Además, entre aquellas cuatro paredes abundaban dos objetos: lámparas -de los más variados colores y tamaños, pero unidas por una particulariedad común, todas tenían pantallas anaranjadas y translúcidas que bañaban las paredes blancas con un resplandor que uno esperaría de un fuego agonizante, que se resistiera inútilmente mas lleno de dignidad a su inminente extinción- y las típicas cajitas nacaradas donde una persona mayor atesoraría sus pastillas contra la hipertensión -estas, en cambio, eran todas el mismo modelo, de un granate subido con un punto negro en el medio-. Aproveché que se excusó un rato para darse una ducha de cara a husmear una vez más entre sus libros. El lomo lila de uno en el que hasta entonces no había reparado me llamó poderosamente la atención. Estaba forrado en un papel brillante que parecía de regalo, lo cual chocaba con la gravedad intelectual de su contenido, pues se trataba de un ejemplar de "Investigación sobre los principios de la moral" de David Hume. Como de costumbre, abrí al azar una página para que me lanzara un mensaje cifrado que me guiara entre la colosal confusión que dominaba por entonces mis días. Y decía así:

"Vamos a suponer que entramos en una vivienda cómoda, cálida y bien diseñada. Sólo con mirar en derredor recibimos necesariamente un placer, porque lo que vemos nos comunica ideas de paz, satisfacción y alegría. Aparece entonces el señor de la casa, hombre hospitalario, servicial y bondadoso. Sin duda, esta circunstancia embellecerá el conjunto; y no podemos dejar de pensar con agrado en la satisfacción que todos recibirán del trato con este hombre, y de sus buenos oficios".
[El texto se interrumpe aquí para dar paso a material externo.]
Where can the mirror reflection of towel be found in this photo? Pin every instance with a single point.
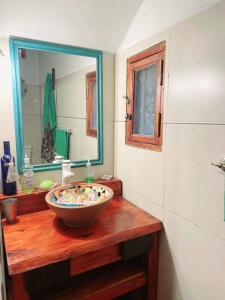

Cerré el libro. Reconfortado, calmado, satisfecho. Tras comprobar que el agua de la ducha seguía corriendo, cogí uno de esos estuches y lo coloqué dentro de la lámpara. Con el armónico rumor de las palabras de Hume todavía masajeándome los oídos, miré la imagen que proyectó su punto en la pared fosforescente. Era tan bonita que por un momento me sentí inmensamente feliz. Y por fin entendí cómo se aceleraba el tiempo en aquella vivienda cómoda, cálida y bien diseñada.